Carly Williams and her partner, Patrick, opened Café Rosetta on August 19th in downtown Calumet. Carly is from Seattle, Patrick is from Wisconsin. They lived in Minneapolis for a while, which they liked enough, but eventually they wanted something different.
"We wanted to live in a smaller place where people know each other by name, know what they do, and who they are," explains Williams. They had never been to Calumet before, but Patrick had heard about the town from Woody Guthrie's "1913 Massacre" about the Italian Hall Disaster.
Williams says they had always been interested in living in the North Woods, and "we thought that Calumet had such a rich history, that it would be nice to live in a place where the history is really apparent."
Calumet: "It's almost so far out that it's in!"

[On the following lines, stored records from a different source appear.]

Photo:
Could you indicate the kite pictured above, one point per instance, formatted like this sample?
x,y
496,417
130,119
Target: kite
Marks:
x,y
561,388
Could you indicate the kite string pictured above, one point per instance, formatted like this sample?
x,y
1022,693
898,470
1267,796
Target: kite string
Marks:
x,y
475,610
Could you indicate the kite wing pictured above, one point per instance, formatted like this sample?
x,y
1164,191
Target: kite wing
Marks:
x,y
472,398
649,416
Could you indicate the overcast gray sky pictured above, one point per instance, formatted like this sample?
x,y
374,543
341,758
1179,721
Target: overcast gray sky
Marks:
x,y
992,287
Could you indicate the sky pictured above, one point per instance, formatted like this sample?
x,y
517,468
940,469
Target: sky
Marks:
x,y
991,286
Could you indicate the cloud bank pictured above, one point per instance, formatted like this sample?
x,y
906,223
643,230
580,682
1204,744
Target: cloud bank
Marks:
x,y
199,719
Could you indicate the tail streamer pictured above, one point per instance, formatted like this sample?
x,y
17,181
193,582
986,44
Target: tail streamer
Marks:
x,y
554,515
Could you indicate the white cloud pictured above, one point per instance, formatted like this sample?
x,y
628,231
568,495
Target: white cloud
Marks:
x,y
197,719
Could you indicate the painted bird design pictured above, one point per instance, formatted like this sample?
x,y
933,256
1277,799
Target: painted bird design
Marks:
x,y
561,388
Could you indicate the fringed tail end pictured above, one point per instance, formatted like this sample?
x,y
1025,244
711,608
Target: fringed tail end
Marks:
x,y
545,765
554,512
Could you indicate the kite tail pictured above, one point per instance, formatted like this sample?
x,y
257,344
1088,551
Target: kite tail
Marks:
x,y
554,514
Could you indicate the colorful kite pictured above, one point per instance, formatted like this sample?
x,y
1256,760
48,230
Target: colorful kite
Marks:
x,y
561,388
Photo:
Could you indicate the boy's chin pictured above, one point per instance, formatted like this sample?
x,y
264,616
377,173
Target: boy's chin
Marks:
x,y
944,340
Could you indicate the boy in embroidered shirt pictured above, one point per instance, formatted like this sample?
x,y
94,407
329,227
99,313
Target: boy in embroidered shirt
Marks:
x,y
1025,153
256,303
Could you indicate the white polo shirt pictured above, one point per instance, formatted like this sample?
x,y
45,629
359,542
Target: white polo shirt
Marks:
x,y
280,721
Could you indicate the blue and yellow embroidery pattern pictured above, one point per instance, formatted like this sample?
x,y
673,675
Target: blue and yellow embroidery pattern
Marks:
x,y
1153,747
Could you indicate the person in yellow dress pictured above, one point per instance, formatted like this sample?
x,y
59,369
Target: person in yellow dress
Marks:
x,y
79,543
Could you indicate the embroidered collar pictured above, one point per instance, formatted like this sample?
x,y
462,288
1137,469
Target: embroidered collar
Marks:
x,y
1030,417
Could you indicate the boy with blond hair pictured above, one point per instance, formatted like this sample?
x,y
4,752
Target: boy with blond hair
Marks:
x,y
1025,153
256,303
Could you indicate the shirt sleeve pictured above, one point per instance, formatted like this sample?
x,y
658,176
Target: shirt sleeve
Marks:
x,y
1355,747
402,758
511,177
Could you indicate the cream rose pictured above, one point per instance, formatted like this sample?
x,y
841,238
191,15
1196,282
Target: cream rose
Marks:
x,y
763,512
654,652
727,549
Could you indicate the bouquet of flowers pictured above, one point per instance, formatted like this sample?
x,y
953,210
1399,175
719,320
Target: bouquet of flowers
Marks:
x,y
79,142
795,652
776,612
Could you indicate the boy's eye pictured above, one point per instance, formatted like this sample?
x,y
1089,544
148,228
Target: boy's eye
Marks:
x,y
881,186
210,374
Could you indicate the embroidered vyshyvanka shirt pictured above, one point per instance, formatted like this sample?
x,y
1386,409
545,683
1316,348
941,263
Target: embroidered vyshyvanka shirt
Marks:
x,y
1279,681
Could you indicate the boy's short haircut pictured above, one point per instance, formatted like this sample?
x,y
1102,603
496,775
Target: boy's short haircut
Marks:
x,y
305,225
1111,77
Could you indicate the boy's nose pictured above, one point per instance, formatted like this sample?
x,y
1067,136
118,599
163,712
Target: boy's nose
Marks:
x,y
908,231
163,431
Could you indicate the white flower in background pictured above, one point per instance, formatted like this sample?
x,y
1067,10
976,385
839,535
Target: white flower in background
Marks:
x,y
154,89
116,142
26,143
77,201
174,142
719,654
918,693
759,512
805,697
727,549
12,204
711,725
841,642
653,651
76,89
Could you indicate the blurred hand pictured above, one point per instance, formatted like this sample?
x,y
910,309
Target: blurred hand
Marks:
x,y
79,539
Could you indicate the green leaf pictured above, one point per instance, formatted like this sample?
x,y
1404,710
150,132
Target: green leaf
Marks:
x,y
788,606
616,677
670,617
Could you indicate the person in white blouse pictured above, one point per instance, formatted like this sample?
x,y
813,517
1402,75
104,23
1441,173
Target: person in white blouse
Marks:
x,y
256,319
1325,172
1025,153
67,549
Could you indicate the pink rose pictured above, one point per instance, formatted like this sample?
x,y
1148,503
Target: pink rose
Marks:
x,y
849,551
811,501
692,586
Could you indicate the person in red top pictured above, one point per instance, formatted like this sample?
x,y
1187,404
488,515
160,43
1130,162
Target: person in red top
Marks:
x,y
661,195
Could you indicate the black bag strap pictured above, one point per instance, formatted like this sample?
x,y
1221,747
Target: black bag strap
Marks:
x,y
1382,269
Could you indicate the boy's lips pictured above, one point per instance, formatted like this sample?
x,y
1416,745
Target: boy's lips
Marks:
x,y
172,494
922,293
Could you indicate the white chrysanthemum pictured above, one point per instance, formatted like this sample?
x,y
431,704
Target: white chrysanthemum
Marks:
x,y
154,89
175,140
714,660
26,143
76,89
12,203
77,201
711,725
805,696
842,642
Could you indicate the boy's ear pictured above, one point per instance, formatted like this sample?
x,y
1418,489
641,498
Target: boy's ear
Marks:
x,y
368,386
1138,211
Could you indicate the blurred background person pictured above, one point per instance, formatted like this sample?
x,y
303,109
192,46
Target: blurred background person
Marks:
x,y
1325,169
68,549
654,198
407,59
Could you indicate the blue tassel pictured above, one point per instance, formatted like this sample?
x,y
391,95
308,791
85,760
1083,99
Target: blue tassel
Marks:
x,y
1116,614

Julie dePaul Johnson grew up in the neighboring town of Laurium. She and Katie Jo Wright opened the new Omphale Gallery & Café in downtown Calumet. They describe the town as "a cross between Mayberry and the Twilight Zone."
"I've always said it’s almost so far out that it’s in!" adds dePaul Johnson.
Katie Jo Wright moved from California to Calumet four years ago. She and the folks at Café Rosetta and others like them are part of this new generation of entrepreneurs moving into the area. And they bring with them a new way of doing things.
"It’s so fascinating," says Wright, "I see this mindset of 'We got to recreate what’s familiar. Oh, you gotta have a breakfast, an American breakfast [with] bacon and eggs and you should do hash browns, too.' And the kind of things we serve here are beet burgers and quinoa tabouli with pita."
Even though people in town might think their food is weird, Wright says for the most part everyone’s supportive. She says the old timers come in and share stories and recipes for her and Julie to try. Which they’re happy to do.
A mix of young and old
One self-professed “old timer” I talked to, Tom Rudd, says he’s noticed a nice "balance of energies" between the two generations.
"Old people have a tendency to rely on what they’ve done before," says Rudd, "and young people have energy to learn these things and do whatever needs to be done."
Which might be just the combination this town needs as it tries to re-discover itself 100 years after its heyday.